François Deruty, chief intelligence officer chez Sekoia.io - jeune pousse française spécialisée dans la lutte contre les menaces et le renseignement cyber -, évoque par ailleurs la sophistication croissante des attaques de chaîne d'approvisionnement de niveau deux, où les cybercriminels ciblent les fournisseurs des fournisseurs. « Les organisations doivent anticiper ces scénarios et renforcer leur cybersécurité à tous les niveaux de la chaîne », suggère-t-il.

Zakaria Rachid, souligne notamment qu’un risque majeur plane sur les nombreuses organisations qui intègrent des technologies telles que ChatGPT d’OpenAI ou Bard de Google dans leurs produits, pour la création de chatbots par exemple. « Un des risques réside dans la possibilité d'une injection de prompt. Ce fut le cas le mois dernier pour Chevrolet dont le chatbot a été détourné pour générer du contenu trompeur et nuisible. En 2024, ce type d'attaque devrait s'intensifier. Outre le chatbot, on peut imaginer des IA compromises qui permettraient d’extraire des infos ou de planifier des actions techniques comme des commandes malveillantes par exemple. » Zakaria Rachid encourage les organisations à réaliser du threat modeling à chaque intégration pour contrer ces phénomènes de prompt injection, mais pas seulement. Comme d’autres experts de la cybersécurité, il rappelle que les méthodes assistées par IA, telles que les deepfakes et le clonage vocal, décuplent les chances de succès de l'ingénierie sociale.

Attaques ciblées et quishing montent en puissance

Ces techniques d'attaque informatique qui consistent à tromper les individus pour qu'ils divulguent des informations sensibles, telles que des identifiants de connexion, des mots de passe ou des informations financières devraient elles aussi être facilitées par l’IA. « L’IA permet de collecter et traiter une multitude d’informations sur n’importe qui et de générer du contenu de qualité et très personnalisé. Ces attaques qui, auparavant, ciblaient les VIP vont devenir mainstream », explique Zakaria Rachid.

Le Chief Intelligence Officer chez Sekoia.io met en évidence un autre risque émergent lié à la démocratisation de l'intelligence artificielle : le quishing. Une arnaque au faux QR code qui permet au cybercriminel de rediriger la personne qui le scanne vers un site internet qui, bien souvent, à l’air sérieux et officiel, pour qu’elle y rentre ses informations personnelles. « C’est une menace très efficace.
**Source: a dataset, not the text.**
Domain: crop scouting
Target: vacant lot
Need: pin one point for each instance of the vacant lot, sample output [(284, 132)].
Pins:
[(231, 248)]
Nous prêtons de plus en plus d’attention aux adresses lorsqu’on juge un mail douteux, mais personne ne vérifie l’URL que génère le QR code une fois scanné et, ici encore, l’IA facilite la massification de faux. »

Pour François Deruty - qui supervise des activités liées à la collecte, à l'analyse et à l'utilisation de renseignements chez Sekoia.io -, cette nouvelle forme de cybercriminalité souligne la nécessité d’une réflexion profonde sur la sensibilisation à l'IA, la culture de la sécurité et la collaboration étroite entre organisations et prestataires, car seule une approche globale et proactive pourra véritablement renforcer notre résilience face à ces menaces cyber qui ne connaissent aucune limite dans leur perfectionnement constant.